Estavam descendo a colina num trote rápido, de chocalhar os ossos. Lá embaixo estava o mar. Dobraram uma curva do caminho e lá estava a aldeia de Yokohama, com os restos do navio a pouca distância da praia. Toranaga podia ver o planalto onde o Regimento de Mosquetes estava alinhado em posição de revista de batalha, com seus cavalos e equipamentos, mosquetes nos coldres, outros samurais igualmente bem armados formados como uma guarda de honra mais perto da praia.
Nos arredores da aldeia, os aldeãos estavam ajoelhados em fileiras precisas, esperando para homenageá-lo. Adiante deles estava a galera, os marinheiros esperando com o capitão. Em cada lado do ancoradouro, havia barcos de pesca abicados em disposição meticulosa e Toranaga fez uma anotação mental para admoestar Naga. Ordenara que o regimento estivesse pronto para partida imediata, mas tirar pescadores ou camponeses da pesca ou do trabalho nos campos era irresponsável.
Voltou-se na sela e chamou um samurai, ordenando-lhe que dissesse a Buntaro que fosse na frente, ver se estava tudo seguro e preparado. — Depois vá até a aldeia e dispense todos os al deãos, mandando-os de volta ao trabalho, exceto o chefe da aldeia. — Sim, senhor. — O homem cravou as esporas no cavalo e se afastou a galope.
Agora Toranaga estava perto do planalto o suficiente para distinguir rostos. O Anjin-san e Yabu, depois Kiri e a Senhora Sazuko. Sua excitação aumentou.

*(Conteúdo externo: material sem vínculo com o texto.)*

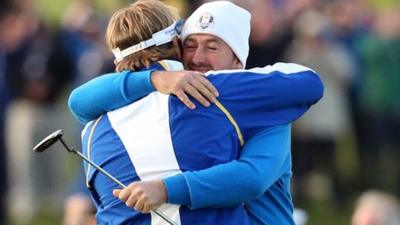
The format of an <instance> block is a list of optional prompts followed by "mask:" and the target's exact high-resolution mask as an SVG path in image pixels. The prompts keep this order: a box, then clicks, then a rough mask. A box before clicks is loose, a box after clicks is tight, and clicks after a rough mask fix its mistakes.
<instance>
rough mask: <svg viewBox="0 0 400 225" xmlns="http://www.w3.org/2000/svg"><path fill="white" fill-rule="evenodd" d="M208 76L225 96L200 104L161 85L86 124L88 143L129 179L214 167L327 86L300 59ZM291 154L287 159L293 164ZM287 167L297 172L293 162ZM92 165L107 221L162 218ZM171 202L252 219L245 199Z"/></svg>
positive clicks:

Buntaro descia a trilha a galope, seu grande arco e as aljavas cheias às costas, meia dúzia de samurais bem atrás dele. Saíram da trilha e surgiram no planalto. Imediatamente Buntaro viu Blackthorne e seu rosto tornou-se ainda mais severo. Então puxou as rédeas e olhou em torno, cauteloso. Um estrado coberto, com uma única almofada, estava colocado de frente para o regimento. Ao lado, outro, menor e mais baixo. Kiri e a Senhora Sazuko esperavam sob este último. Yabu, na qualidade de oficial superior, estava à testa do regimento, Naga à sua direita, o Anjin-san à esquerda. Tudo parecia seguro, e Buntaro acenou ao grupo principal que prosseguisse. A vanguarda chegou a trote, desmontou e se espalhou em torno do estrado, a título de proteção. Então Toranaga cavalgou para dentro da arena. Naga levantou bem alto o estandarte de batalha. Imediatamente quatro mil homens gritaram: — Toranagaaaaaa! — e se curvaram.

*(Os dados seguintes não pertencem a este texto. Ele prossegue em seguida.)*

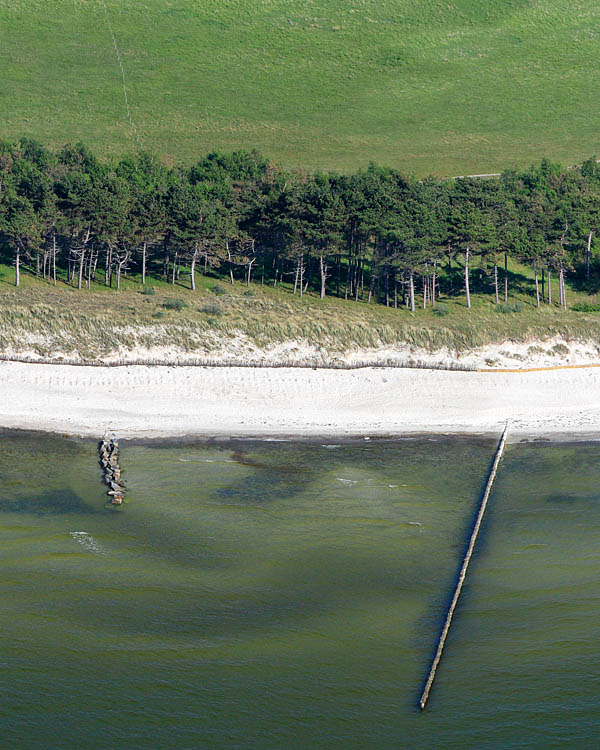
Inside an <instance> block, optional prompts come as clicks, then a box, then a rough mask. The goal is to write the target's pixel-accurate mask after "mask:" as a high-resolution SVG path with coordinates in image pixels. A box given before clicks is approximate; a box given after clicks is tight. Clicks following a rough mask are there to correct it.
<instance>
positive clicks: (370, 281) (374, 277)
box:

Toranaga não tomou conhecimento da saudação. Em silêncio absoluto, sondou o ambiente. Notou que Buntaro dissimuladamente observava o Anjin-san. Yabu usava a espada que ele lhe dera, mas estava muito nervoso. A reverência do Anjin-san foi correta e imóvel, o punho da sua espada quebrado. Kiri e a sua consorte mais nova estavam ajoelhadas, as mãos estendidas sobre os tatamis, o rosto modestamente inclinado. Os olhos de Toranaga se abrandaram momentaneamente, depois fitaram o regimento, com ar de desaprovação. Cada homem ainda estava curvado. Ele não retribuiu a mesura, apenas assentiu secamente e sentiu o tremor que percorreu os samurais quando eles se endireitaram de novo. Bom, pensou ele, desmontando com agilidade, contente de que lhe temessem a vingança. Um samurai tomou os freios do seu cavalo e levou o animal embora enquanto ele dava as costas ao regimento e, suado como todos eles por causa da umidade, se aproximava das duas damas. — Bem, Kiri-san, bem-vinda ao lar!